Est-ce que je serais capable d'aller au delà de la vérité pour lui ouvrir les portes ?

- Premièrement, tu ne t'appelles pas Lizzie, ton vrai nom c'est...

- Elizabeth !

- Pas du tout. Tu t'es appelée Jacqueline Banault, tu vivais dans une cité d'urgence de la banlieue de Paris.

Tu voulais être comédienne mais là où tu vivais, les  filles ne devenaient pas comédiennes.

Il y a eu un garçon, puis un autre et plein d'autres, tu as eu beaucoup, beaucoup d'enfants.

Des filles exclusivement.

Parce qu'ils te jugeaient incapable (et le fait est que tu l'étais, incapable), les sevices  (il semblerait que le manque de r pour services soit un lapsus mais je me demande) sociaux te les enlevaient tout juste nées.

Elle me regardait toujours, des larmes coulaient doucement sur son visage lisse, elle avait les yeux vides, elle n'avait plus qu'une seule dimension, plate.

J'ai pensé elle est en train de fondre, elle va redevenir la fille de papier.
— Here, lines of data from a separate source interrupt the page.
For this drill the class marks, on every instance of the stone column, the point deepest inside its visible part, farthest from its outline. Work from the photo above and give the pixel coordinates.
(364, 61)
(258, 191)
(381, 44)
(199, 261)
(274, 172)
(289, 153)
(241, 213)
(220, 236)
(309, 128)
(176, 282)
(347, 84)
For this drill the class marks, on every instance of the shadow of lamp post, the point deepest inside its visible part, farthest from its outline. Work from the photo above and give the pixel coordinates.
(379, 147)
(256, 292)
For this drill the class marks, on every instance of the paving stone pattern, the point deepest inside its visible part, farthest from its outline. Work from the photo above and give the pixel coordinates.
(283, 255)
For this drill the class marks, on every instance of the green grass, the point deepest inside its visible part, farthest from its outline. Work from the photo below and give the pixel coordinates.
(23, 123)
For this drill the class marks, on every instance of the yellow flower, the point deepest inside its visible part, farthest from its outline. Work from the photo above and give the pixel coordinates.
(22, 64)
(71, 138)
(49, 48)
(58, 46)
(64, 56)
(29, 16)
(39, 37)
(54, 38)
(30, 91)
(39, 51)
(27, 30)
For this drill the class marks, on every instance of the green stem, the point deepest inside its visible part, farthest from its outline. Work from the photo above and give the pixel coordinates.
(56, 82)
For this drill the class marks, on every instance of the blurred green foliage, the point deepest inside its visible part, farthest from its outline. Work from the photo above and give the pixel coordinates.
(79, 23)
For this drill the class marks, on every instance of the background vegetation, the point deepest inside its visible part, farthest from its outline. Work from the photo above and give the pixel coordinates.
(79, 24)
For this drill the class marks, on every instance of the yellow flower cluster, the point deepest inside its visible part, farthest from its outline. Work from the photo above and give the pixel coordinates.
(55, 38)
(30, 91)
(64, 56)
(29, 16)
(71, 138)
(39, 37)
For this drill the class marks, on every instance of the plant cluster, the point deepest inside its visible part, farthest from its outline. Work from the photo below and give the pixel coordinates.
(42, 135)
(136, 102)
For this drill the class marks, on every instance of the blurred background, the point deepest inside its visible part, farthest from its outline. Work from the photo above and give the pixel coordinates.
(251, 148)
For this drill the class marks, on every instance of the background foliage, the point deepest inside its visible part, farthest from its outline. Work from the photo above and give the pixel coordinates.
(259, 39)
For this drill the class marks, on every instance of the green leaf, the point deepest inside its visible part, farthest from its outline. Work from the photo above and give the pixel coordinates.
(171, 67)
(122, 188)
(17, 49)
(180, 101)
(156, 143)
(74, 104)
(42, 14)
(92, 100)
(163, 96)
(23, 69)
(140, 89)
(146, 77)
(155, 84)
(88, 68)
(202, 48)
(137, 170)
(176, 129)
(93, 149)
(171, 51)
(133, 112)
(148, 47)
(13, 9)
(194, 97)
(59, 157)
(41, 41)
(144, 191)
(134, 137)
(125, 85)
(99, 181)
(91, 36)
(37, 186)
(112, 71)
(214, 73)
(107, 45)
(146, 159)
Est-ce que je pouvais dire sa vérité à mademoiselle pâte à papier ?

Tu n'existes pas, tu es une ébauche, tout juste assez formée pour figurer dans des romans médiocres et servir de pantin à des auteurs en mal de personnage?

Est-ce que j'en étais si sûre ?

Avec le doute enfin jaillit la lumière et je vis et je sus qui elle était, vraiment.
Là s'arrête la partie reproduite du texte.